Is the industry missing out?
Another factor holding back wider adoption is the attitude of some in the industry towards new working practices. If a contract can be successfully completed using a 2D drawing, which is then stored as a physical document, there is little incentive to develop a more sophisticated system.
However, firms that recognise the potential of going over and above such a static approach will benefit from having a competitive edge and from other opportunities offered by digital twins.
A crucial area where projects will benefit is through savings accrued through improved communications. Digital twins act as a single source of truth that streamline the channels used to communicate changes or decisions around a project.
This removes the danger of misinterpretation or the omission of a vital piece of data altogether, which could delay the project and incur additional costs. Since a digital twin ideally requires an automated two-way communication channel between the physical and virtual assets, any changes to the status of the physical asset will update the virtual asset and vice versa.
Digital twins for sustainability
The technology can also boost sustainability efforts and the operational cost savings that go with them.
Ideal for conducting ‘what if’ scenarios, digital twins can assess the existing or forecast impact of energy-saving features, such as solar panels and ground source heat pumps, on a building and its occupants.
But they can also assess the impact on surrounding neighbourhoods and monitor demand on utilities. This is particularly important for energy-intensive assets such as data centres or healthcare facilities, helping mitigate the potential damage of unforeseen power surges.
Of course, the more widely digital twins are used, the better we’ll become at using them, and the more effective they will be. So how far could their use accelerate?
There are signs that the public sector will lead the way. Singapore has already taken the plunge, developing a city-wide digital twin network. Several urban centres in China have also embraced the technology to develop smart city frameworks.
In addition, Shanghai’s Airport Economic Demonstration Zone uses a digital twin to monitor and predict traffic flow in thousands of accident hotspots and roads subject to flood risk, in order to promote smooth movement throughout the zone.
Globally, digital twins have the potential to save cities $280bn according to ABI Research.
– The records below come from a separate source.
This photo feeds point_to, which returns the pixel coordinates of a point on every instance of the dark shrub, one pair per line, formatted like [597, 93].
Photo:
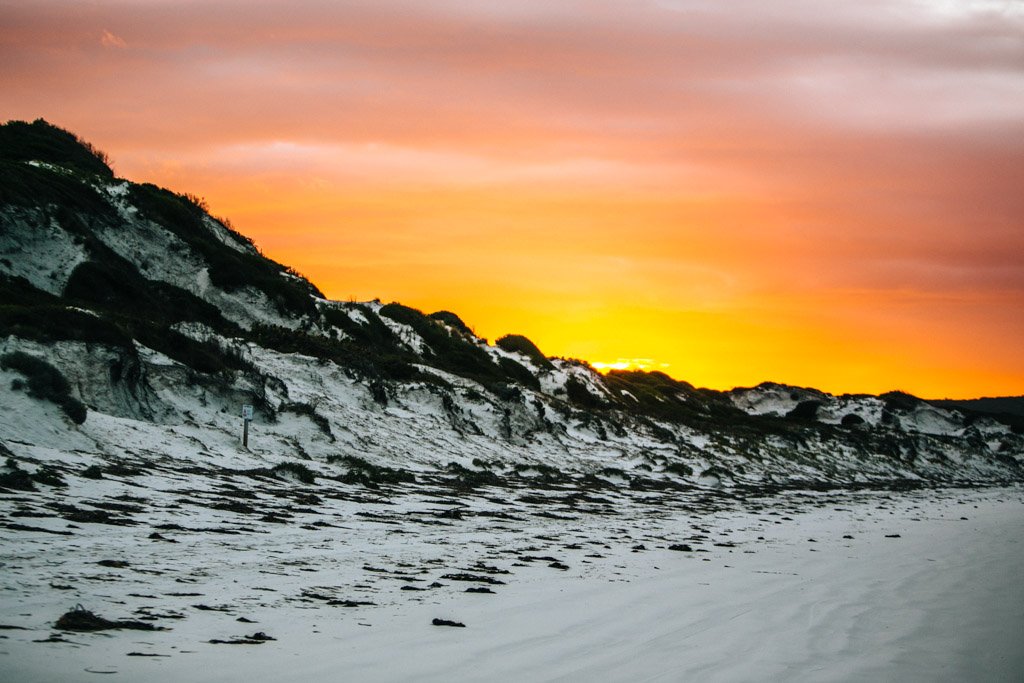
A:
[522, 345]
[453, 321]
[805, 411]
[229, 269]
[581, 395]
[852, 420]
[679, 469]
[46, 382]
[40, 140]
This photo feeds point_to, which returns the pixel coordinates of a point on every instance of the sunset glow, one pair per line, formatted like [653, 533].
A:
[822, 194]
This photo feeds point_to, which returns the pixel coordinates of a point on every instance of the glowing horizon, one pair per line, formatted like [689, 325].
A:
[815, 194]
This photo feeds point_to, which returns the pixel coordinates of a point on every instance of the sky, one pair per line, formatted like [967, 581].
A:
[817, 193]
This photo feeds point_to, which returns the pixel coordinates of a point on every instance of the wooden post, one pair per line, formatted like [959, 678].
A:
[247, 416]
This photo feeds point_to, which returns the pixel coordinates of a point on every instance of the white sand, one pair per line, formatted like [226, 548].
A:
[942, 602]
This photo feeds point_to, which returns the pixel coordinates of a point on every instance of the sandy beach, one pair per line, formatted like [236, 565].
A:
[913, 586]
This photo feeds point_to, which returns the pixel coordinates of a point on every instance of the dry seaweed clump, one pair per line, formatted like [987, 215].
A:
[80, 619]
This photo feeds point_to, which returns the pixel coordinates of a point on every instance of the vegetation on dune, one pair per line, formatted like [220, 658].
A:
[43, 381]
[522, 345]
[39, 140]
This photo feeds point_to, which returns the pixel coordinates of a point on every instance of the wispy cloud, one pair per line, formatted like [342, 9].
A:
[788, 147]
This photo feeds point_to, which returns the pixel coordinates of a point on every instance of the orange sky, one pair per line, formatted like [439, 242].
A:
[823, 194]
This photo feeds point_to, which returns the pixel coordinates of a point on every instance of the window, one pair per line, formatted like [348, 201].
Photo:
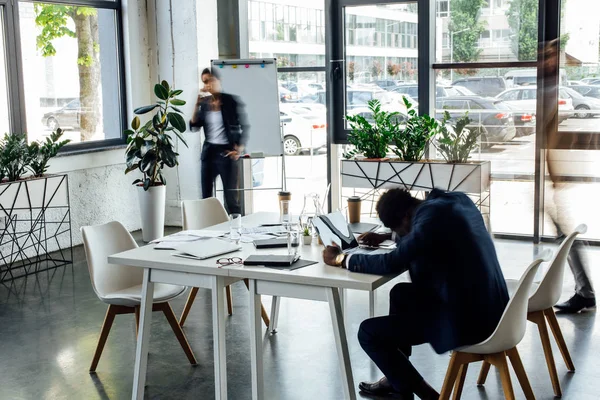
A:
[71, 72]
[4, 111]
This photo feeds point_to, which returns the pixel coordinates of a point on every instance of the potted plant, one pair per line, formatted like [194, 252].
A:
[306, 236]
[149, 149]
[456, 143]
[412, 141]
[372, 139]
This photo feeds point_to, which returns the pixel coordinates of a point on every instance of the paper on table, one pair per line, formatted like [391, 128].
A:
[203, 233]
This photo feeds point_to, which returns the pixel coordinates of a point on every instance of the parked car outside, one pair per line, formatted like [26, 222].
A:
[486, 86]
[524, 98]
[66, 117]
[490, 116]
[412, 90]
[304, 127]
[287, 96]
[588, 90]
[582, 104]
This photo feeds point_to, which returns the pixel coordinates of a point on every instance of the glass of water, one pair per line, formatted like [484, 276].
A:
[235, 224]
Once cities see the feasibility of the technology and validate their goals against what a digital twin network can achieve, they could require every new development to provide some form of digital twin.
After all, digital twins successfully implemented can lower the lifecycle cost of physical assets. But the value needs to be assessed holistically: from the opportunity cost of not using the approach in the first place through to the sustainability benefits accrued while the asset is in use.
Wider adoption is likely as the full range of benefits becomes better understood, but it will be boosted strongly if the public sector begins to lead.